I am trying to write something that works like the Linux command wc to count words, new lines and bytes in any kind of files and i can only use the C function read. I have written this code and i am getting the correct values for newlines and bytes but i am not getting the correct value for counted words.
int bytes = 0;
int words = 0;
int newLine = 0;
char buffer[1];
int file = open(myfile,O_RDONLY);
if(file == -1){
printf("can not find :%s\n",myfile);
}
else{
char last = 'c';
while(read(file,buffer,1)==1){
bytes++;
if(buffer[0]==' ' && last!=' ' && last!='\n'){
words++;
}
else if(buffer[0]=='\n'){
newLine++;
if(last!=' ' && last!='\n'){
words++;
}
}
last = buffer[0];
}
printf("%d %d %d %s\n",newLine,words,bytes,myfile);
}
You should reverse your logic.

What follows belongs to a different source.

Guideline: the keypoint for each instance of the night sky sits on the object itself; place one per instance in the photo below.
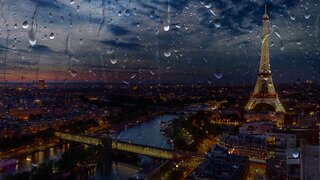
(157, 41)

Rather than look for a space, and increment your word count, look for a non-space to increment the word count. Also, it can help to use a state variable versus looking at the last char:
int main(void)
{
const char *myfile = "test.txt";
int bytes = 0;
int words = 0;
int newLine = 0;
char buffer[1];
int file = open(myfile,O_RDONLY);
enum states { WHITESPACE, WORD };
int state = WHITESPACE;
if(file == -1){
printf("can not find :%s\n",myfile);
}
else{
char last = ' ';
while (read(file,buffer,1) ==1 )
{
bytes++;
if ( buffer[0]== ' ' || buffer[0] == '\t' )
{
state = WHITESPACE;
}
else if (buffer[0]=='\n')
{
newLine++;
state = WHITESPACE;
}
else
{
if ( state == WHITESPACE )
{
words++;
}
state = WORD;
}
last = buffer[0];
}
printf("%d %d %d %s\n",newLine,words,bytes,myfile);
}
}
It appears that wc has some logic with respect to punctuation characters not being words, that this code does not handle.